The lives of stars like the sun follow a predictable course: billions of years spent pumping out energy as hydrogen fuses into helium in a superhot core followed by an expansive phase when the fuel runs out. Such older sunlike stars become red giants, swelling to consume the hydrogen in the outer reaches of their atmospheres until that too is consumed and the swollen star's outer layer is expelled as a nebula. This leaves behind a small, so-called white dwarf consisting of the residual helium core. Now scientists have discovered an unusual binary star system consisting of a brown dwarf (a pseudostar 55 times the size of Jupiter but still too small to reliably fuse hydrogen) and a white dwarf. "Such a system must have had a very troubled history," says Pierre Maxted of Keele University in the United Kingdom who led the observations. "Its existence proves that the brown dwarf came out almost unaltered from an episode in which it was swallowed by a red giant."

The brown dwarf may have even gained mass from the common envelope that existed during the system's (known as WD 0137-349) red giant phase (depicted in the image above with the red center showing the future white dwarf and a black dot representing the brown dwarf). But it also lost some distance from its stellar neighbor.

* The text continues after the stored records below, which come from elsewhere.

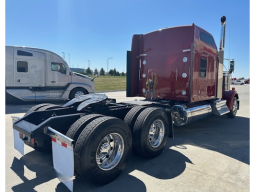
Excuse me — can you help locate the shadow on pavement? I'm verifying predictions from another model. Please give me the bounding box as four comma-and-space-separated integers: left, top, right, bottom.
8, 116, 250, 192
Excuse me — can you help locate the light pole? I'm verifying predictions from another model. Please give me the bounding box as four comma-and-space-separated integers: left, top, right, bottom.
107, 57, 113, 75
68, 53, 71, 67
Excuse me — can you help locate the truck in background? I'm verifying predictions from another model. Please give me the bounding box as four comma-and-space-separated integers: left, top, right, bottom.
12, 16, 240, 191
5, 46, 95, 102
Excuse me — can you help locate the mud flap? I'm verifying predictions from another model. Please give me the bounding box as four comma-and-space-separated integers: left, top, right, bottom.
11, 116, 24, 156
46, 127, 74, 191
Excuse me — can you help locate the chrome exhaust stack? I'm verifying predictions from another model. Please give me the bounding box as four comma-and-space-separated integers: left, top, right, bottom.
171, 104, 212, 126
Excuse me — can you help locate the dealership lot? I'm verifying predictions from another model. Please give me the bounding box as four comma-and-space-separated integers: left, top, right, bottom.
5, 84, 250, 192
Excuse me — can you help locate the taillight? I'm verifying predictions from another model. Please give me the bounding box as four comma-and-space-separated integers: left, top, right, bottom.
30, 138, 35, 145
19, 133, 23, 139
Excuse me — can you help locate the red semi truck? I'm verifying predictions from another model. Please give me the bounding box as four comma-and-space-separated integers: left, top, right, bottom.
12, 16, 240, 191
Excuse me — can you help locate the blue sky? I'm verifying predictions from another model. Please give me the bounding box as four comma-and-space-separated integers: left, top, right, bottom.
5, 0, 250, 78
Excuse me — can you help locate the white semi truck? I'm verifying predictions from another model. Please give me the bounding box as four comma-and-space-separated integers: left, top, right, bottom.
5, 46, 95, 102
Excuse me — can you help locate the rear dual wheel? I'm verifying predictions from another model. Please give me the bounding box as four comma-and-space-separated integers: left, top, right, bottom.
71, 117, 132, 185
124, 106, 169, 158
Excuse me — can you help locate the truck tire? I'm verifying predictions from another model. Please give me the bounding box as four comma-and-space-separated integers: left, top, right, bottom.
228, 97, 238, 118
24, 103, 51, 116
132, 107, 169, 158
66, 114, 103, 145
69, 88, 88, 100
74, 116, 132, 185
124, 106, 145, 132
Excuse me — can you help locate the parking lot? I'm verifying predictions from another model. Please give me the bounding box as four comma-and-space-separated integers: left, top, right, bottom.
5, 84, 250, 192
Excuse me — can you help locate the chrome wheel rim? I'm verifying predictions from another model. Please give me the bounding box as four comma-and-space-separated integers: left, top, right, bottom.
74, 91, 84, 97
148, 119, 165, 148
233, 99, 237, 114
96, 133, 124, 170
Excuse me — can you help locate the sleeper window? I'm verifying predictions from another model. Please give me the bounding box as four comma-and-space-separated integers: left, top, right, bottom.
17, 61, 28, 73
199, 58, 207, 77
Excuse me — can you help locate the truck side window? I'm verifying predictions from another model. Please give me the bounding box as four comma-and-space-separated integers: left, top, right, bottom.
51, 62, 66, 74
199, 58, 207, 77
17, 61, 28, 73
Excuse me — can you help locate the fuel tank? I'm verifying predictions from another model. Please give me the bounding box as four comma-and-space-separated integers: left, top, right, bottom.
171, 104, 212, 126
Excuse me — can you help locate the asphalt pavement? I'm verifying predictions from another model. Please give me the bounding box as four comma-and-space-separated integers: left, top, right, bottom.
5, 84, 250, 192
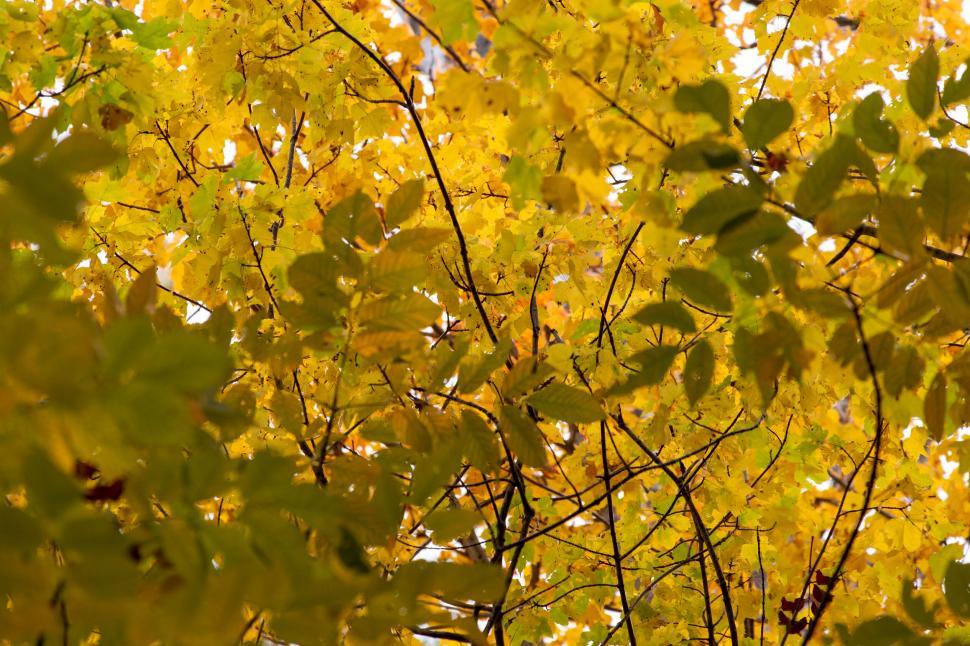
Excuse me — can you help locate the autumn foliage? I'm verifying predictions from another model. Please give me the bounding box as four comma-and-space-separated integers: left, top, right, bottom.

During its engulfment, the brown dwarf spiraled ever closer to the helium core until now the two orbit each other every 116 minutes; the brown dwarf travels at speeds of 800,000 kilometers per hour (nearly 500,000 miles per hour). Despite its name, the brown dwarf only survived thanks to its size. "Had the companion been less than 20 Jupiter masses, it would have evaporated during [the red giant] phase," Maxted notes.

But size will not save it for long in stellar terms; in roughly 1.4 billion years, the orbital period will decline to as little as one hour at which point the compact but powerful white dwarf will begin to suction material from the facing side of the brown dwarf. Such systems are known as cataclysmic variables and, as the white dwarf acquires new hydrogen, it will slowly acquire the mass for a spectacular nuclear chain reaction: a nova. So the brown dwarf may have survived the red giant but the white dwarf will consume it in a future thermonuclear explosion. The paper presenting the research appears in today's Nature.